In their meta-analysis of 12 studies involving a total of 6,529 patients, Meier et al. concluded that coronary collateralization exerted a considerable protective effect, reducing mortality risk. Patients with high intracardiac and extracardiac collateralization had a 36% reduced mortality risk [18].
The implementation of surgical stimulation of extracardiac myocardial vascularization into clinical practice has considerably expanded the range of treatment options available to patients with diffuse multivessel CAD [19,20].
In this study, the combination of CABG or PCI with the YurLeon technique yielded the most favorable long-term outcomes, including clinical improvement, a notable reduction in the incidence of MACEs, and an enhanced long-term survival rate compared to the control groups. It was observed that the risk of repeat revascularization in the PCI+YurLeon group was lower than that reported in the group of endovascular treatment alone. These findings demonstrate the efficacy of extracardiac myocardial vascularization.

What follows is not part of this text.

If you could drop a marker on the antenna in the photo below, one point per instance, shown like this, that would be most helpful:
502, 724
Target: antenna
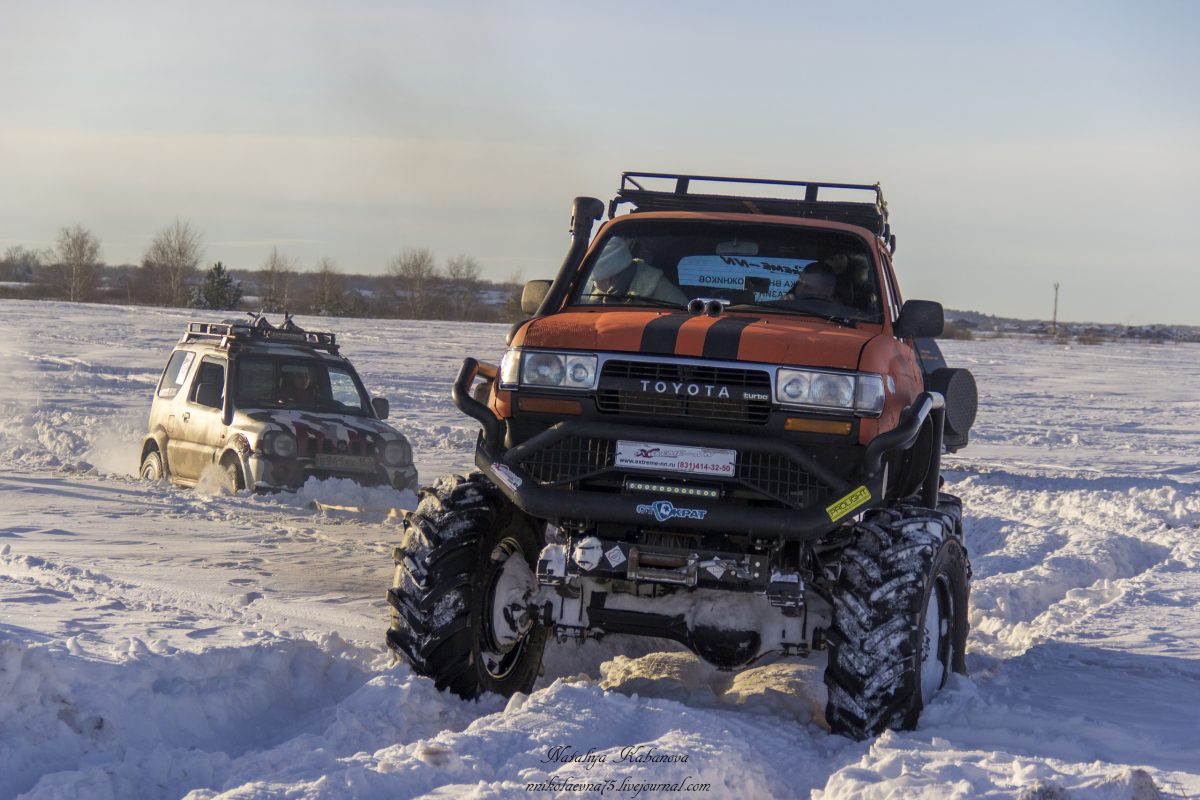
1054, 323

The present study was limited by the small number of patients included and the evaluation of treatment outcomes at different long-term intervals post-surgery.
Conclusion
The extensive experience of the St. George Clinic suggests that combined myocardial revascularization is an effective and safe treatment option for IHD patients with diffuse CAD. The current state of medical technology allows surgeons to combine CABG and extracardiac myocardial vascularization stimulation seamlessly. This novel hybrid approach, which integrates intravascular imaging-guided PCI with the minimally invasive YurLeon technique, expands the range of therapeutic options for patients who were previously considered terminally ill.
Conflict of interest: The authors declare no conflict of interest.